Отвергнув претензии Лебедева к Гези и Михайловскому («статьи не только отнюдь не выдаются в ряду других, помещённых в той же книге, особенною тенденциозностью, но, напротив, настолько слабы в этом отношении, что заявление о них следует оставить без последствий»), он перенаправил внимание присутствующих: «в том же нумере издания в целом ряде других статей неприязненное и даже более – явно враждебное отношение редакции ко всем без исключения правительственным мероприятиям и ко всем органам правительственной власти высказывается так рельефно, что статьи эти не могут и не должны быть оставлены без серьёзного внимания со стороны цензурного ведомства».
При этом Скуратов предъявил письменные отрицательные отзывы на одиннадцать публикаций журнала (половину всех материалов номера!), включая рассказ Салтыкова «Больное место». Энгельгардта, выступавшего в номере с очередным письмом «Из деревни», Скуратов назвал противником «всяких чиновничьих мероприятий, касающихся внутренней жизни народа», а для «Внутреннего обозрения» Елисеева потребовал «немедленного взыскания». Скуратова страстно поддержал уже известный нам бывший лицеист и сладострастный рязанский губернатор Пётр Дмитриевич Стремоухов.
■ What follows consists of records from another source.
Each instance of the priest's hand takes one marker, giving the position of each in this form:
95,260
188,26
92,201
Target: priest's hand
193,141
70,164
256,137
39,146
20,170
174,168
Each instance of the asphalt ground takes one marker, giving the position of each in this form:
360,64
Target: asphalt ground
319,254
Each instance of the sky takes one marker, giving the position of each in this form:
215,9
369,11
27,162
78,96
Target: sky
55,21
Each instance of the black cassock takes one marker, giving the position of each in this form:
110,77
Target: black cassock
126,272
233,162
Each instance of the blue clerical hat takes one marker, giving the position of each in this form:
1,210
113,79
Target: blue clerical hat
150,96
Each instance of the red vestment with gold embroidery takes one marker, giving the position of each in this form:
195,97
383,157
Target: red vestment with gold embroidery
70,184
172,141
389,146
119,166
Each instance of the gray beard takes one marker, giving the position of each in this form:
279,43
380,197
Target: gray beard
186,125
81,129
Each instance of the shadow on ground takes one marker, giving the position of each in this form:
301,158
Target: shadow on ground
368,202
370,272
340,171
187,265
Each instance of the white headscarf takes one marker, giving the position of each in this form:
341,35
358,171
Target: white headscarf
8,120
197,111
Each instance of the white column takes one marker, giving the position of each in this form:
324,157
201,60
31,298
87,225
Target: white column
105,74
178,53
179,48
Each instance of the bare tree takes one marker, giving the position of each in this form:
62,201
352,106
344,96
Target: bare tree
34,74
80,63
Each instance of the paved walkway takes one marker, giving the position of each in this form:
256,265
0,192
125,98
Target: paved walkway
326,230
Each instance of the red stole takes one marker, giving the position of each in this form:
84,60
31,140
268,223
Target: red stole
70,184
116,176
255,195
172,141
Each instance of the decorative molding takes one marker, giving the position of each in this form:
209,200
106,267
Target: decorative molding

Выказывая тонкий художественный вкус и предусмотрительность, он не стал придираться к двум сочинениям Салтыкова, напечатанным в номере, но потребовал за публикации Энгельгардта, Елисеева и статью экономиста Черняева «Соляной налог с финансовой точки зрения» объявить «Отечественным запискам» первое предостережение.
Хотя полной поддержки бдительные цензоры не получили, в том числе и от председателя Санкт-Петербургского цензурного комитета, тайного советника Александра Григорьевича Петрова, всё же большинством при согласии тогдашнего министра внутренних дел Льва Макова решение было принято, а император его одобрил.
В этой истории есть и другие любопытные детали. В частности, Маков через несколько лет застрелится только лишь на основании подозрений его в коррупции, а рассказ Салтыкова «Больное место», ныне затерявшийся среди его более знаменитых сочинений, тогда же был высоко оценён многими критиками как мастерски написанная психологическая проза.
Надо сказать, что заработать подобным образом следующие предостережения «Отечественные записки» могли довольно скоро: Салтыков вёл журнал смело, стараясь, чтобы издание после смерти Некрасова не потеряло ни подписчиков, ни лица. Но, к счастью, профилактические наезды с пагубными последствиями на несколько лет были прекращены. Хотя эксцессы бывали: так, в сентябре того же 1879 года была арестована сентябрьская книжка журнала: был вырезан лист из главы «Finis Монрепо» и половина главы из очерка, входящего в цикл «Круглый год».